Effect of metals and regents
The effects of various metal ions (CaCl2, CuSO4, NiCl2, MgCl2, MnSO4, ZnSO4 at 1 mM and 10 mM), chemical reagents (EDTA, SDS, Tween-40, DMSO, β-mercaptoethanol at 1 mM, 10 mM or 0.5%) and NaCl (1 M, 3 M and 5 M) on Xyl10B activity were determined by adding the individual reagent in sodium phosphate buffer (pH 9.0) into the standard reaction and incubating at 50 °C for 20 min. Beechwood xylan (1%) was used as substrate. The activity assayed in the absence of metal ions or reagents was recorded as 100% (control).

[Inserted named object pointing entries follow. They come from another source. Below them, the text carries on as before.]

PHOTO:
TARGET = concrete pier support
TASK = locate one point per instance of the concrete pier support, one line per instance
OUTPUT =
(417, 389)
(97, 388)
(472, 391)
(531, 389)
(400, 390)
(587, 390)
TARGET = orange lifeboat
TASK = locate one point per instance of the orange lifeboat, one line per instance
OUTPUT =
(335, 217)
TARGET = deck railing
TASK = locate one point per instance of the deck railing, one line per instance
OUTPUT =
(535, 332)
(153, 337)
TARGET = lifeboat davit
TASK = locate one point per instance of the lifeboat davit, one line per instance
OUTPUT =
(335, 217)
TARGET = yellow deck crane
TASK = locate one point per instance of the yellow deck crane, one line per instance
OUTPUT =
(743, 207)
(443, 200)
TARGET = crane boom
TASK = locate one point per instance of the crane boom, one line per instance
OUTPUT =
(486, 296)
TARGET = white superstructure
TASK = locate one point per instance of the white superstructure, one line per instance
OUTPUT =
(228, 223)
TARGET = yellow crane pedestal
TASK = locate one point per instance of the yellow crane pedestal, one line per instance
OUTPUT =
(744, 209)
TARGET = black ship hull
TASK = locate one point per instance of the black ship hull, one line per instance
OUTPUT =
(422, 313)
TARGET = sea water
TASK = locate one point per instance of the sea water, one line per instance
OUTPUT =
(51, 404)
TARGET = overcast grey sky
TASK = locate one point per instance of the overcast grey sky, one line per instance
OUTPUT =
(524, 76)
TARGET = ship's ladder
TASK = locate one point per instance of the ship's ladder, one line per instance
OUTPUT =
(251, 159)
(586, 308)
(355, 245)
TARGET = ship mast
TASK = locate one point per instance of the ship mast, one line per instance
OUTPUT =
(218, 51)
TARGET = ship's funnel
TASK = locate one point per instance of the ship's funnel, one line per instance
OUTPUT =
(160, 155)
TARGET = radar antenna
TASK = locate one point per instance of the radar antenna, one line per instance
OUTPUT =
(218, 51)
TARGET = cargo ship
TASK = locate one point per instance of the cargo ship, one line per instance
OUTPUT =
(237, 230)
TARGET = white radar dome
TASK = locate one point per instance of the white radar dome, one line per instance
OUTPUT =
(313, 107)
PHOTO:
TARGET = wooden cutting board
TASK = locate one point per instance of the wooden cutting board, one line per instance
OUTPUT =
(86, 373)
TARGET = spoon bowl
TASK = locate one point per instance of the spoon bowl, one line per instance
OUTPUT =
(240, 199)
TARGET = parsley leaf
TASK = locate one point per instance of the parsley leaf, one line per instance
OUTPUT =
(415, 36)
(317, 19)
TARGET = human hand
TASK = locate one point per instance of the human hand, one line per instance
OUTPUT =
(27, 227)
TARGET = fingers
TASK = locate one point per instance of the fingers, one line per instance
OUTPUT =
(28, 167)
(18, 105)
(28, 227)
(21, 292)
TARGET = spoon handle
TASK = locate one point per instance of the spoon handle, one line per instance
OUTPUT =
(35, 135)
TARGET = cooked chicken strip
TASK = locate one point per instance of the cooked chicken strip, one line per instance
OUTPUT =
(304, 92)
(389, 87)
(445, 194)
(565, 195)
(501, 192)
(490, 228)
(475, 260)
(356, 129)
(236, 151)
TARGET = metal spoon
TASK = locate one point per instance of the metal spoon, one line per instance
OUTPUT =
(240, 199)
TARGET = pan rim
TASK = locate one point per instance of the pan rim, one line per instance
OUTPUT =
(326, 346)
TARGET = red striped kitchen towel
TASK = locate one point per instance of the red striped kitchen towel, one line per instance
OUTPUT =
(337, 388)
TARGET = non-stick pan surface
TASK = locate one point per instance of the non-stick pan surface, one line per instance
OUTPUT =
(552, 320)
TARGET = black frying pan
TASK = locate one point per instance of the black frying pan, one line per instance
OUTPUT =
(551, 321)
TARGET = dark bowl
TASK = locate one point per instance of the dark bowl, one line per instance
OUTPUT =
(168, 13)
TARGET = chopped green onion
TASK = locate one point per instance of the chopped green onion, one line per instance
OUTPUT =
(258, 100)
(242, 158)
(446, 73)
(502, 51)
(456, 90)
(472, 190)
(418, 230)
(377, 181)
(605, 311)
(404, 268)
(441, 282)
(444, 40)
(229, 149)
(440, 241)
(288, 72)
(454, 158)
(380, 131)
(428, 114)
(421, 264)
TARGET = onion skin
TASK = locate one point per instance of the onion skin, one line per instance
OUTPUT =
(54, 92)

Determination of the mode of action of Xyl10B and ligand interaction analysis
The hydrolysis patterns were qualitatively analyzed by thin layer chromatography (TLC) in silica gel plates (GE Healthcare Life Science, Rahway, USA) and using ethanol/ acetic acid/ water (2:1:1) as solvents. The patterns were revealed by water/ethanol/sulfuric acid (20:70:3) with 1% (v/v) orcinol solution, over flame. Xylose (X1) (Sigma-Aldrich, St. Louis, USA), xylobiose (X2), xylotriose (X3), xylotetraose (X4) and xylopentaose (X5) (Megazyme, Bry, Ireland) were used as standards. The β-xylanase activity was performed over time in 100 µL reaction mixtures containing beechwood xylan (1%) and 0.65 mg/mL of enzyme. The reaction was stopped after 20 min, 40 min, 1 h, 2 h, 3 h and 16 h. The mode of action of Xyl10B was assessed by using different xylooligosaccharides (XOS) xylobiose (X2), xylotriose (X3), xylotetraose (X4) and (xylopentaose) X5 (10 mM), and beechwood xylan (1%) and then subjecting the hydrolysates to thin layer chromatography analysis (TLC). Both assays were performed at 50 ºC and pH 9.
The in silico ligand interaction analysis was implemented starting from a structure alignment of Xyl10B with a specific PDB model for the GH10 CbXyn10C complexed with xyloheptaose (PDB 5OFK) and using Chimera software (Pettersen et al. 2004). This task positioned the exogenous ligand at the Xyl10B enzymatic groove and (after the removal of the CbXyn10C) the remaining Xyl10B-xyloheptaose complex was energetically optimized in their interacting atoms. The resulting complex was uploaded at the PDBsum server (Laskowski et al. 2018), which runs a program for automatically plotting protein-ligand interactions (LIGPLOT) (Wallace et al. 1995).
Nucleotide and amino acid sequence accession numbers
The nucleotide and amino acid sequences of Xyl10B were deposited in the GenBank database with the accession numbers OK617332 and UKT5974, respectively.